Ember. Ridge. Two words that mean something to me before they mean anything to anyone else.
An ember is what’s left after the fire does its work. Not the flame. That’s the loud part, the part everyone watches. The ember is what stays. Quiet, warm, steady. It’s what you’re staring at when the night gets late and the conversation gets real. For me that’s a porch in the North Georgia mountains, a fire going, my wife Stacy beside me, our bloodhound Libby taking up more space than she should. The noise of the world doesn’t reach up here. That’s the point.
Ridge is the mountain itself. The ridgeline you can see from the porch on a clear morning, the one that was there before you arrived and will be there long after. Powerful without trying. Beautiful without asking for it. Built to last in a way that nothing manufactured ever quite manages.

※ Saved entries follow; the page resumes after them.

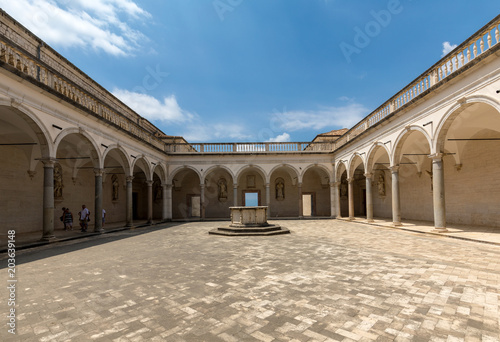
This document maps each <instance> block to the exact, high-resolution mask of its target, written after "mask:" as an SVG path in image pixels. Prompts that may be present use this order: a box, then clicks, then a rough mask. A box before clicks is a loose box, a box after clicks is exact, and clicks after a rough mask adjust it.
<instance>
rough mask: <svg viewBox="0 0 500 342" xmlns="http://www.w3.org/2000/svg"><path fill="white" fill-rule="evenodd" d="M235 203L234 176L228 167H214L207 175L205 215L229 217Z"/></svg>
mask: <svg viewBox="0 0 500 342" xmlns="http://www.w3.org/2000/svg"><path fill="white" fill-rule="evenodd" d="M233 205H234V191H233V176H232V175H231V173H230V171H229V170H228V169H225V168H223V167H220V166H218V167H214V168H212V169H210V170H208V171H207V175H206V176H205V217H206V218H223V219H227V218H229V217H230V215H231V213H230V210H229V207H231V206H233Z"/></svg>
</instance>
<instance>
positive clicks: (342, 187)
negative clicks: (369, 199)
mask: <svg viewBox="0 0 500 342" xmlns="http://www.w3.org/2000/svg"><path fill="white" fill-rule="evenodd" d="M340 196H342V197H346V196H347V183H346V182H340Z"/></svg>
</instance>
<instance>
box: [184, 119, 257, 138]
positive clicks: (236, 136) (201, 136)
mask: <svg viewBox="0 0 500 342" xmlns="http://www.w3.org/2000/svg"><path fill="white" fill-rule="evenodd" d="M180 135H182V136H183V137H184V138H185V139H186V140H187V141H189V142H208V141H213V140H219V141H222V140H226V141H248V140H249V139H252V137H253V136H252V135H251V134H249V133H248V129H247V128H246V127H245V126H244V125H240V124H232V123H213V124H200V123H198V124H192V125H189V126H188V127H186V129H185V130H184V131H183V132H181V134H180Z"/></svg>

That’s what I’m trying to put into the work.
Every piece that comes out of this shop started as a tree that spent decades, sometimes centuries, becoming what it is. The grain in a piece of black walnut didn’t happen overnight. Neither did the figure in a piece of spalted maple, or the fire in a fresh cut of padauk. I think about that when I’m working. I think about what had to happen for this particular board to end up on this particular bench, and what it deserves to become.
What it deserves is someone’s kitchen. Someone’s table. A home where people cook real food and eat together and use things that were built to be used. Not displayed behind glass. Not treated like they might break. Picked up, handled, oiled once in a while, handed down eventually.
I didn’t start Ember Ridge to build a business. I started it because I wanted a cutting board worthy of the knives I cook with, and once I built it I couldn’t stop. Then people started asking for them. Then more people. And somewhere in there things started to click. A small batch shop in the mountains run by a guy who takes his time because the moment it starts feeling rushed or like a job, it stops being worth doing.
That’s what this is. Work done slowly, in a place that demands it, for people who can tell the difference.
Ember Ridge Studio — Blue Ridge, Georgia.